Purpose: The aim of the present study was to prepare a patient friendly long acting donepezil (D) nanocrystals (NCs) formulation, with a high payload for i.m administration. As the native D hydrochloride salt has high aqueous solubility it is necessary to increase its hydrophobicity prior to the NCs formation.
Methods: D was ionically paired with embonic acid (E) in aqueous media and was successfully characterized using techniques like DSC, PXRD, FT-IR, NMR etc. Later, we converted the bulk ion pair into NCs using high pressure homogenization technique to study further in-vitro and in-vivo.

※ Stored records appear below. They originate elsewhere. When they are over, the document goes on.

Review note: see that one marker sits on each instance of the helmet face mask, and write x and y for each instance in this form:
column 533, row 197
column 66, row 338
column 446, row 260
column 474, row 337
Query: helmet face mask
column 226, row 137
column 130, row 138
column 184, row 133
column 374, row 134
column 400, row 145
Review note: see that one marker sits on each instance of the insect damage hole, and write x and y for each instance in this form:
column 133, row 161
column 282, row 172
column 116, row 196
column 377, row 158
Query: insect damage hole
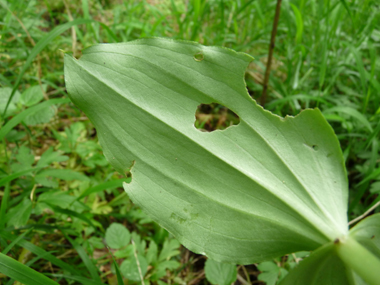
column 214, row 116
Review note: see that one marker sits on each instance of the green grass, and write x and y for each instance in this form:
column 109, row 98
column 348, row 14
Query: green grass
column 59, row 192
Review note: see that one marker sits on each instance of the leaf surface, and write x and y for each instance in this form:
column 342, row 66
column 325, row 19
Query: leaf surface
column 266, row 187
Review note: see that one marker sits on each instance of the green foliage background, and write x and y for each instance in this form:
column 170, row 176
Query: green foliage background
column 61, row 202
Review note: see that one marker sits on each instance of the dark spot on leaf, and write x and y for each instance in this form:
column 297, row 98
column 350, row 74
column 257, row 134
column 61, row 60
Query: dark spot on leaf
column 214, row 116
column 198, row 56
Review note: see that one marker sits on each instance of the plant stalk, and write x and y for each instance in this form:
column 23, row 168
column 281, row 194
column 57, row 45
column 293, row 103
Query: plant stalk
column 357, row 257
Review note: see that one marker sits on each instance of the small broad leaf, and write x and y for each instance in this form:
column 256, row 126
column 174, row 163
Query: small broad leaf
column 220, row 273
column 117, row 236
column 266, row 187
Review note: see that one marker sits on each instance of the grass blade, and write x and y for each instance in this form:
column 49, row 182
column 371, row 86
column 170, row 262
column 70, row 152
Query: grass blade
column 4, row 205
column 20, row 117
column 86, row 260
column 41, row 252
column 13, row 243
column 22, row 273
column 118, row 275
column 38, row 48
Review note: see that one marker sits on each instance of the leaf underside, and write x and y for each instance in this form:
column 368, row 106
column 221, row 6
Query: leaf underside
column 266, row 187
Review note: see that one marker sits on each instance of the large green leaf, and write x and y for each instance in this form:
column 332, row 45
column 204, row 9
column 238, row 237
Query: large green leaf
column 322, row 267
column 254, row 191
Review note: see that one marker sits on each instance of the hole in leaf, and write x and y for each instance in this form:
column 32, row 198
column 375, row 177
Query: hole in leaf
column 214, row 116
column 198, row 56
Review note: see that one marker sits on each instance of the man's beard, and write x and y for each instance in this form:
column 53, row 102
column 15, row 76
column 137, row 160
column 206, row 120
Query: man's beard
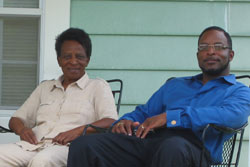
column 215, row 72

Results: The bulk ion pair has a drug content of 66% w/w and an 11,000 reduced solubility in comparison to native D hydrochloride. Also, its crystalline nature was confirmed by DSC and PXRD. The possible interaction sites responsible for the ion pair formation were identified though NMR. The prepared NCs has mean particle size 677.5 ± 72.5 nm and PDI 0.152 ± 0.061. In-vitro release showed a slow dissolution of NCs. Further, excellent bio compatibility of NCs were demonstrated in 3T3 cells. Following i.m administration of single dose of NCs, the D plasma level was found to be detectable up to 18 days. In vivo pharmacodynamic studies revealed that the single dose NCs i.m injection improved spatial memory learning and retention in ICV STZ model.
Conclusion: Our results suggest that the developed formulation has a potential to replace the current daily dosing regimen to a less frequent dosing schedule. Graphical Abstract Improved pharmacokinetic and pharmacodynamic profile after administration of single dose donpezil embonate nanocrystals in Rats.
Keywords: 3 T3 cells; ACh E activity; High pressure homogenization; Morriswatermaze test; STZ induced memory impairment.